For Kayla Dawson, her first bout with opioids and methamphetamines took her to the methadone clinic in Springfield.
Kayla Dawson: “You pay $125 a week, plus you have to, at the beginning, you have to drive up there everyday, so that’s gas money you have to drive everyday.”
She paid out of pocket for the clinic and kept going until she couldn’t afford it any longer.
Dawson: “That clinic, if that were free, or covered by insurance, I know it would just open the door for a lot more success stories.”
That’s where the issues come in.
The report highlights barriers between available services and insurance coverage – citing that many health insurance plans had extremely limited mental health providers.
According to the report, in Missouri in 2015, insurance claims filed showed that 14.6% of all behavioral health visits were out of network, while only 2.9% of primary care were out of network.
And the Missouri Federation believes that can be attributed to behavioral health providers opting out of health plans due to low reimbursement rates.
In 2015, primary care providers received reimbursements averaging 104.3% of allowed Medicare rate, while behavioral health providers only received 78.5% of that same Medicare rate.
The Lafayette House offers behavioral and some mental health services to women in need, and while they receive state assistance for some programs, they have to turn elsewhere for other funding.
Deb Allman, Layfayette House Clinical Director: “We utilize jasper county tax money and we have some other vendors, some other private grants that we write, as well as certainly donations and fund raising.”

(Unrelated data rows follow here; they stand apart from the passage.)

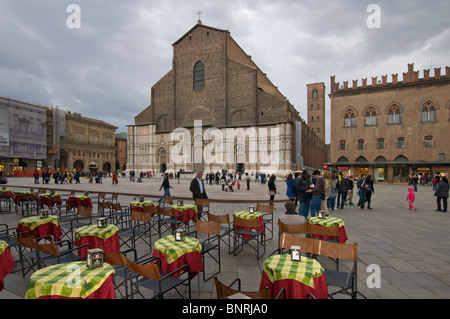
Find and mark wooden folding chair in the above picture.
[316,239,366,299]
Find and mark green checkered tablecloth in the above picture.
[130,200,153,207]
[0,240,8,255]
[263,254,324,288]
[155,235,202,264]
[309,217,344,227]
[19,215,59,230]
[233,210,261,219]
[25,261,114,299]
[75,224,119,240]
[74,195,91,200]
[39,193,61,198]
[170,204,198,214]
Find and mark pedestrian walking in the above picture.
[366,175,375,209]
[267,174,277,205]
[434,176,450,213]
[356,174,367,209]
[310,169,325,217]
[406,187,417,210]
[158,173,173,203]
[296,170,312,218]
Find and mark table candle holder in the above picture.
[291,246,301,261]
[39,210,48,218]
[97,217,108,228]
[175,230,186,241]
[86,248,104,269]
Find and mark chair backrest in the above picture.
[110,203,122,211]
[316,240,358,261]
[130,210,152,223]
[208,213,230,224]
[14,233,39,250]
[195,198,211,207]
[195,220,220,236]
[214,278,270,299]
[125,256,161,280]
[233,215,259,228]
[156,207,175,217]
[309,224,339,236]
[279,233,317,254]
[256,203,274,214]
[77,205,92,217]
[104,251,127,268]
[98,201,111,209]
[164,195,174,204]
[37,243,59,256]
[278,220,309,235]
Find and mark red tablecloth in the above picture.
[73,233,120,257]
[259,271,328,299]
[37,274,116,299]
[152,249,203,279]
[17,222,62,241]
[312,225,348,244]
[66,196,93,207]
[39,196,62,209]
[0,247,16,291]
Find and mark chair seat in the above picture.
[136,272,186,294]
[202,242,219,253]
[119,228,147,237]
[325,269,353,288]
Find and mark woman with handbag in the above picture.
[267,174,277,205]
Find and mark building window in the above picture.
[422,102,436,122]
[344,110,356,127]
[365,107,377,126]
[397,137,405,149]
[424,135,433,147]
[358,140,364,150]
[388,104,400,124]
[194,61,205,91]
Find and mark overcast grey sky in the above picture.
[0,0,450,140]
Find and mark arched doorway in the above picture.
[102,162,111,173]
[73,160,84,172]
[89,161,98,175]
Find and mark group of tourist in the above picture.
[278,170,375,218]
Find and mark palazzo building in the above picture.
[327,64,450,183]
[127,21,328,173]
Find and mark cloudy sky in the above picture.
[0,0,450,140]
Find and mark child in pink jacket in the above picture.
[406,187,417,210]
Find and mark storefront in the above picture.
[373,165,388,183]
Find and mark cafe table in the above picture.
[39,193,62,209]
[0,240,16,291]
[152,235,203,279]
[73,224,120,257]
[66,195,93,208]
[233,211,264,239]
[0,189,14,213]
[309,217,348,244]
[17,215,62,241]
[130,200,153,212]
[259,254,328,299]
[170,204,198,225]
[25,261,116,299]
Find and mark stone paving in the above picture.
[0,178,450,299]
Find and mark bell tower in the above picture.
[306,82,325,143]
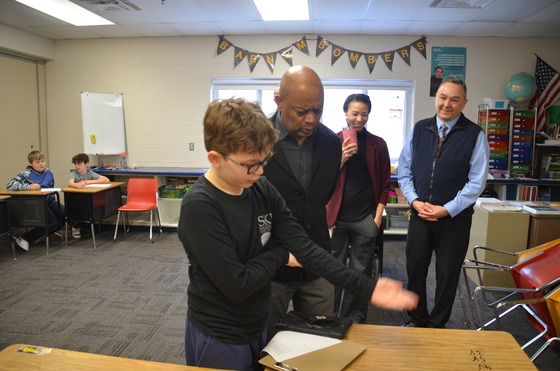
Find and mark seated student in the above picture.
[178,98,417,370]
[6,151,64,251]
[68,153,109,238]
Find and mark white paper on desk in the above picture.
[41,188,60,192]
[262,331,341,362]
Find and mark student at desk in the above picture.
[6,150,64,251]
[68,153,109,238]
[178,98,417,371]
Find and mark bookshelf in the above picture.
[478,104,537,178]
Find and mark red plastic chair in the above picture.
[472,244,560,349]
[113,178,163,243]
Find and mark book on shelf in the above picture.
[523,202,560,215]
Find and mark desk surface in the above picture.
[345,325,537,371]
[0,344,228,371]
[62,182,126,193]
[92,167,208,176]
[0,187,57,196]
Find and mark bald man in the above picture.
[264,66,342,338]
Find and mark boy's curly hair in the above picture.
[203,98,278,155]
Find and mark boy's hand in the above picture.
[286,253,303,268]
[371,277,418,310]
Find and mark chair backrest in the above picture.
[516,238,560,263]
[511,244,560,337]
[126,178,158,207]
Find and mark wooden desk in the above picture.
[0,188,60,255]
[0,344,228,371]
[0,195,16,260]
[345,325,537,371]
[62,182,125,249]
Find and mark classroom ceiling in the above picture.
[0,0,560,40]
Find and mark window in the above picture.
[212,79,414,165]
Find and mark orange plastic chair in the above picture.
[113,178,163,243]
[531,287,560,361]
[472,244,560,349]
[459,238,560,326]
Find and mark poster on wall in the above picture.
[430,46,467,97]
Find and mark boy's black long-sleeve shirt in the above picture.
[178,176,375,344]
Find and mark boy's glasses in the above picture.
[222,152,274,175]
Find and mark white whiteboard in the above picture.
[82,92,126,155]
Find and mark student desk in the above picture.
[0,188,60,255]
[0,196,16,260]
[62,182,125,249]
[0,344,228,371]
[345,325,537,371]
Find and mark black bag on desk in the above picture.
[276,311,352,339]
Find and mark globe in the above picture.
[504,72,537,105]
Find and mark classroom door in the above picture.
[0,54,46,187]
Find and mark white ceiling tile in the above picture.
[215,21,266,35]
[416,8,481,22]
[264,21,314,34]
[309,0,370,21]
[472,0,556,22]
[523,1,560,24]
[364,0,433,21]
[313,21,362,34]
[0,0,560,40]
[407,21,462,36]
[450,22,515,37]
[497,23,560,38]
[360,21,412,35]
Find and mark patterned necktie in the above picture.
[438,123,447,148]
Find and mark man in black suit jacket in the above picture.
[264,66,342,338]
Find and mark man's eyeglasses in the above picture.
[222,152,274,175]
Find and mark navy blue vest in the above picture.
[411,113,482,216]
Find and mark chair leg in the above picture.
[90,223,97,250]
[150,210,154,243]
[113,211,124,242]
[531,337,560,362]
[150,209,163,243]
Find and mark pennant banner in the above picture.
[412,37,428,59]
[233,46,247,67]
[331,44,346,66]
[217,35,428,74]
[398,45,410,66]
[315,35,428,74]
[348,50,363,69]
[218,36,231,55]
[364,53,378,74]
[264,53,276,73]
[280,46,294,67]
[217,36,309,73]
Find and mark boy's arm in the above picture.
[178,194,288,301]
[271,182,418,310]
[6,171,34,191]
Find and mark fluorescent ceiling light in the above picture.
[16,0,114,26]
[253,0,309,21]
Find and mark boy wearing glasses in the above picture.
[178,99,416,370]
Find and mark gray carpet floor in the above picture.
[0,227,560,370]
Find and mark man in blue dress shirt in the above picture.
[398,77,489,328]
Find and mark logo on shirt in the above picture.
[257,213,272,246]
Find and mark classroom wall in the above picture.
[25,35,560,184]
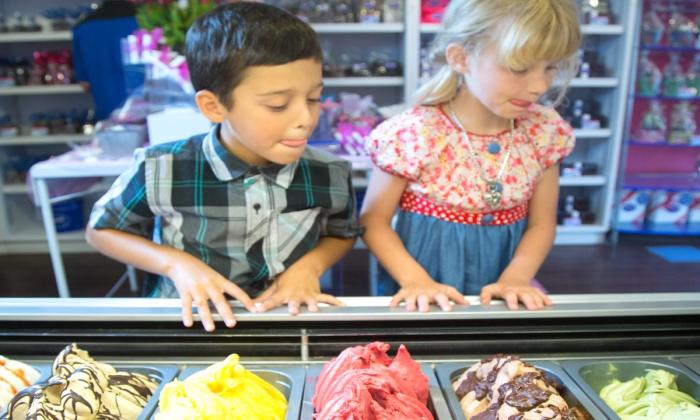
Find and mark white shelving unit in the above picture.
[0,0,640,253]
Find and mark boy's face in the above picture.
[220,59,323,165]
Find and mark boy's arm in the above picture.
[360,167,468,311]
[85,227,255,331]
[481,165,559,309]
[255,236,355,315]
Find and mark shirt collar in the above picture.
[202,124,298,188]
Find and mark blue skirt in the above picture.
[377,211,527,296]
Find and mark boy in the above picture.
[86,2,361,331]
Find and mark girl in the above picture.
[360,0,581,311]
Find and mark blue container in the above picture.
[52,198,85,232]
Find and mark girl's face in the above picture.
[464,46,557,119]
[220,59,323,165]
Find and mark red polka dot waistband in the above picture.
[399,191,528,226]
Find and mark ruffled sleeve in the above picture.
[365,108,428,181]
[528,107,576,170]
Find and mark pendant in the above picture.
[484,181,503,209]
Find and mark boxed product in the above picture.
[617,189,651,229]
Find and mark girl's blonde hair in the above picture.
[415,0,581,105]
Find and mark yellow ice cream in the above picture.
[600,369,700,420]
[156,354,287,420]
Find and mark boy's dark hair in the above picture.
[185,1,323,107]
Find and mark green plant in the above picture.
[136,0,216,53]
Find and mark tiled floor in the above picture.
[0,237,700,297]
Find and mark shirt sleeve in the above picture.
[365,110,428,181]
[88,149,154,239]
[321,162,364,239]
[530,108,576,170]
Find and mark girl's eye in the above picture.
[267,105,287,112]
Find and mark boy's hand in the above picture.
[389,279,469,312]
[481,278,552,311]
[167,253,255,331]
[254,263,343,315]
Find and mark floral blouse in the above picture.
[366,105,575,213]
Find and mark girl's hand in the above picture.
[481,279,552,311]
[167,253,255,332]
[254,263,344,315]
[389,280,469,312]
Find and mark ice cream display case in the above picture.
[0,293,700,419]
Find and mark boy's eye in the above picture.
[267,104,287,112]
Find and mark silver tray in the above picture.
[299,363,452,420]
[151,363,306,420]
[561,358,700,420]
[435,360,606,420]
[678,356,700,375]
[0,363,179,420]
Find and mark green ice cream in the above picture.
[600,369,700,420]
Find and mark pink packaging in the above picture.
[647,191,693,227]
[617,189,651,228]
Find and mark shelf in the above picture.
[0,134,93,146]
[574,128,612,139]
[420,23,624,35]
[559,175,607,187]
[628,140,700,149]
[634,95,700,101]
[639,45,700,53]
[2,184,29,194]
[581,25,624,35]
[570,77,619,88]
[0,31,73,43]
[311,23,404,34]
[323,77,404,87]
[0,84,85,96]
[624,173,700,191]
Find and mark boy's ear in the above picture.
[194,90,226,123]
[445,42,469,74]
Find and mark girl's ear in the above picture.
[445,42,469,74]
[194,90,226,123]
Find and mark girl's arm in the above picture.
[360,167,468,312]
[481,165,559,309]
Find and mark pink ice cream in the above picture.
[313,342,433,420]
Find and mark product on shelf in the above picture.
[637,51,662,96]
[600,369,700,419]
[642,10,666,45]
[155,354,287,420]
[639,101,666,143]
[0,356,40,411]
[313,342,433,420]
[452,355,585,419]
[8,344,157,419]
[668,102,697,144]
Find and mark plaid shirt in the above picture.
[89,125,361,297]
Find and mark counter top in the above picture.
[0,293,700,323]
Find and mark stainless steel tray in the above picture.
[299,363,452,420]
[678,356,700,375]
[561,358,700,420]
[435,360,605,420]
[0,357,52,419]
[151,363,306,420]
[0,363,179,420]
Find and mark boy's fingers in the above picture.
[180,293,192,327]
[287,300,299,315]
[209,289,236,328]
[317,293,345,306]
[418,293,430,312]
[192,291,214,332]
[223,281,255,312]
[435,293,452,311]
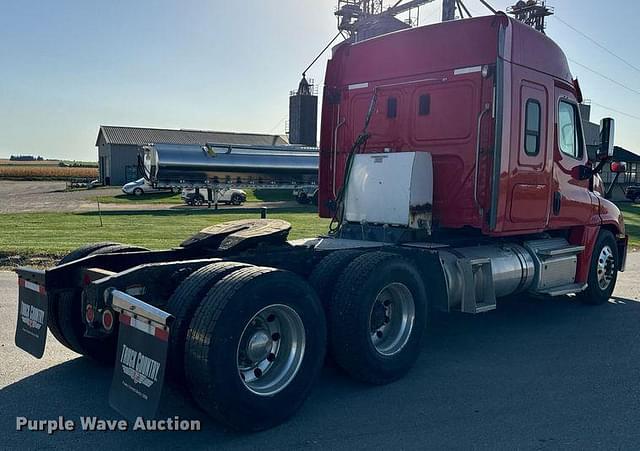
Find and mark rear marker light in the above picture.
[102,310,113,330]
[84,304,96,324]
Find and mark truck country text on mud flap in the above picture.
[15,268,173,419]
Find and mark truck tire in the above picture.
[185,267,326,431]
[328,252,428,384]
[309,249,362,310]
[167,261,251,382]
[47,242,118,348]
[578,230,619,305]
[54,244,148,364]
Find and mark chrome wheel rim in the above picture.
[369,282,416,356]
[236,304,306,396]
[596,246,616,290]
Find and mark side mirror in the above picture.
[597,117,616,160]
[610,161,627,174]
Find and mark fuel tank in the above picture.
[143,144,318,186]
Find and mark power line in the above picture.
[567,58,640,95]
[480,0,498,14]
[591,101,640,121]
[551,15,640,73]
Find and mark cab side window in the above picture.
[558,100,582,159]
[524,99,540,156]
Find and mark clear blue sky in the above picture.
[0,0,640,160]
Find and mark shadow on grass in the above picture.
[75,205,318,217]
[98,191,182,204]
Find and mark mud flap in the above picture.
[15,268,48,359]
[109,290,172,419]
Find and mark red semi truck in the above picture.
[16,14,627,430]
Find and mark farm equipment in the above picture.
[16,14,627,431]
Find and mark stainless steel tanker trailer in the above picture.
[16,14,628,431]
[142,144,319,200]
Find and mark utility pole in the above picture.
[442,0,456,22]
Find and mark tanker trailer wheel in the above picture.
[231,193,242,205]
[54,244,148,364]
[328,252,427,384]
[167,261,251,382]
[185,267,326,431]
[296,192,309,205]
[578,230,618,305]
[192,194,204,207]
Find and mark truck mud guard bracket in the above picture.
[108,290,173,419]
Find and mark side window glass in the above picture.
[418,94,431,116]
[387,97,398,119]
[558,101,582,158]
[524,99,541,156]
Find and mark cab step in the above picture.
[458,258,496,315]
[538,283,587,297]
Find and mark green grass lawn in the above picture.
[0,208,329,256]
[0,203,640,262]
[99,189,295,204]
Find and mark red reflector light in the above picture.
[102,310,113,330]
[84,304,96,324]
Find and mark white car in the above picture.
[122,178,178,196]
[180,188,247,205]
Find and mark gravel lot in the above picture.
[0,254,640,450]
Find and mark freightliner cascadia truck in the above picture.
[16,13,627,431]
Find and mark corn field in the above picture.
[0,164,98,180]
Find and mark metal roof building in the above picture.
[96,125,289,185]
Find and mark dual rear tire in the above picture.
[170,262,326,431]
[310,251,428,384]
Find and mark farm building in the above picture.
[580,104,640,201]
[96,125,288,185]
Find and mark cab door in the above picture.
[549,88,592,228]
[505,80,551,231]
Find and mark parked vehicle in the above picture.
[624,186,640,204]
[16,13,628,431]
[293,185,318,205]
[122,178,179,196]
[180,188,247,206]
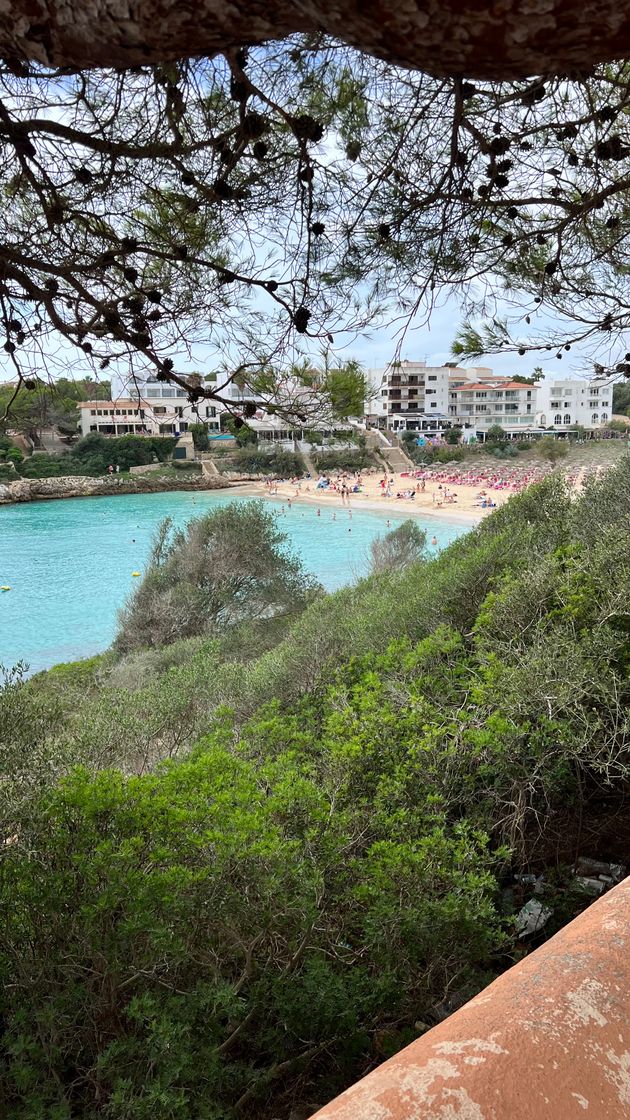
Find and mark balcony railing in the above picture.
[313,878,630,1120]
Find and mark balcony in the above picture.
[313,878,630,1120]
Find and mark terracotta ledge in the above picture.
[309,878,630,1120]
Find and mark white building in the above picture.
[138,377,222,436]
[76,396,157,436]
[448,377,536,435]
[536,377,613,431]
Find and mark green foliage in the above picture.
[321,362,368,420]
[485,423,508,444]
[0,377,111,439]
[536,436,568,467]
[188,423,210,451]
[370,519,427,573]
[612,380,630,416]
[313,448,374,474]
[219,440,304,478]
[0,456,630,1120]
[444,428,462,447]
[117,502,318,652]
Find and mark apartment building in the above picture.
[365,361,492,433]
[138,376,221,436]
[536,377,613,431]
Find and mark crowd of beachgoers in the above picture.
[253,450,612,522]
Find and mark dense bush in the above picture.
[0,734,503,1120]
[370,519,427,572]
[117,502,317,652]
[0,457,630,1120]
[9,432,177,478]
[0,463,20,483]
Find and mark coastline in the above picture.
[0,475,239,507]
[0,475,486,529]
[243,476,497,529]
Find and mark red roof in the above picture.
[451,381,534,393]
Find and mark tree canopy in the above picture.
[0,35,630,420]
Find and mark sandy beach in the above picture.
[248,472,504,526]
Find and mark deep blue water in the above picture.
[0,491,465,672]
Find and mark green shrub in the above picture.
[0,730,504,1120]
[221,444,304,478]
[313,448,374,474]
[20,452,65,478]
[188,423,210,451]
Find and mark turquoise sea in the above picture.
[0,491,465,672]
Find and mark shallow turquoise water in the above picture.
[0,491,465,672]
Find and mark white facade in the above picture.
[139,377,221,436]
[77,396,159,436]
[536,377,613,431]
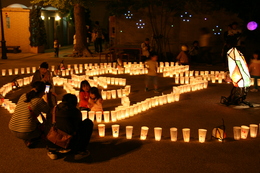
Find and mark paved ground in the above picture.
[0,47,260,173]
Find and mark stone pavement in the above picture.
[0,47,260,173]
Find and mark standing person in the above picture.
[53,39,60,57]
[176,45,189,65]
[189,41,200,63]
[145,55,159,93]
[88,87,103,112]
[79,80,91,111]
[9,81,50,147]
[141,38,151,61]
[47,94,93,160]
[31,62,55,94]
[199,27,212,66]
[249,51,260,92]
[93,21,103,53]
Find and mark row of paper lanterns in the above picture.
[98,124,258,143]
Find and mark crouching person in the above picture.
[9,81,50,148]
[47,94,93,160]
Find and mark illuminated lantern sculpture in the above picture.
[220,47,253,107]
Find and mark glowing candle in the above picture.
[154,127,162,141]
[198,129,207,143]
[14,68,19,75]
[98,124,106,137]
[104,111,110,123]
[81,111,88,121]
[249,124,258,138]
[96,111,102,123]
[126,126,134,139]
[241,126,249,139]
[140,126,149,140]
[8,69,13,76]
[112,124,119,138]
[170,127,178,142]
[182,128,190,142]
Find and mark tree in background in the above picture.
[29,5,47,47]
[31,0,92,57]
[107,0,187,57]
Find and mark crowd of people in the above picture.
[9,62,103,160]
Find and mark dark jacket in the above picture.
[51,102,82,135]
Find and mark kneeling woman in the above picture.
[47,94,93,160]
[9,81,50,147]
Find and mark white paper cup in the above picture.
[96,111,102,123]
[198,129,207,143]
[112,124,119,138]
[81,111,88,121]
[170,127,178,142]
[98,124,105,137]
[88,111,95,121]
[154,127,162,141]
[140,126,149,140]
[111,111,117,122]
[182,128,190,142]
[104,111,110,123]
[249,124,258,138]
[241,126,249,139]
[126,126,134,139]
[233,126,241,140]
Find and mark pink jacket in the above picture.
[249,59,260,76]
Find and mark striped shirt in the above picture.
[9,94,50,132]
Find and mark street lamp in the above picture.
[0,1,7,59]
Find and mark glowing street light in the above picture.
[0,1,7,59]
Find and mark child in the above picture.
[79,80,91,111]
[249,51,260,92]
[53,39,60,57]
[88,87,103,112]
[176,45,189,65]
[145,55,159,93]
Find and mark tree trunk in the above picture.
[73,4,92,57]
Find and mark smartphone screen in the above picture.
[45,85,50,93]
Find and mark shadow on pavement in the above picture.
[64,139,143,164]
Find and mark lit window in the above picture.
[125,11,134,19]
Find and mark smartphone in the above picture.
[45,85,50,93]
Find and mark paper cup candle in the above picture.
[241,126,249,139]
[154,127,162,141]
[140,126,149,140]
[170,127,177,142]
[104,111,110,123]
[96,111,102,123]
[199,129,207,143]
[81,111,88,121]
[126,126,133,139]
[88,111,95,121]
[182,128,190,142]
[249,124,258,138]
[98,124,105,137]
[112,124,119,138]
[233,126,241,140]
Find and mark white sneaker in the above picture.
[47,152,58,160]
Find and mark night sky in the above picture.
[1,0,31,7]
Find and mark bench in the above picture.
[0,46,21,53]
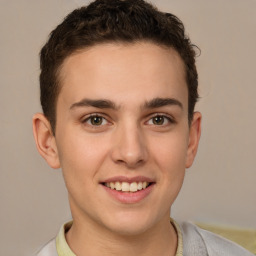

Mental health organizations across the state are now calling on legislatures to pass House Bill 2384, which would increase fairness in health insurance coverage and require providers to cover mental health care at the same level as other physical health conditions, which Dawson hopes will go into effect.
Dawson: “Some people don’t realize how many people are addicted, and how many people need medication to assist and live everyday life.”
That bill will soon head to the senate.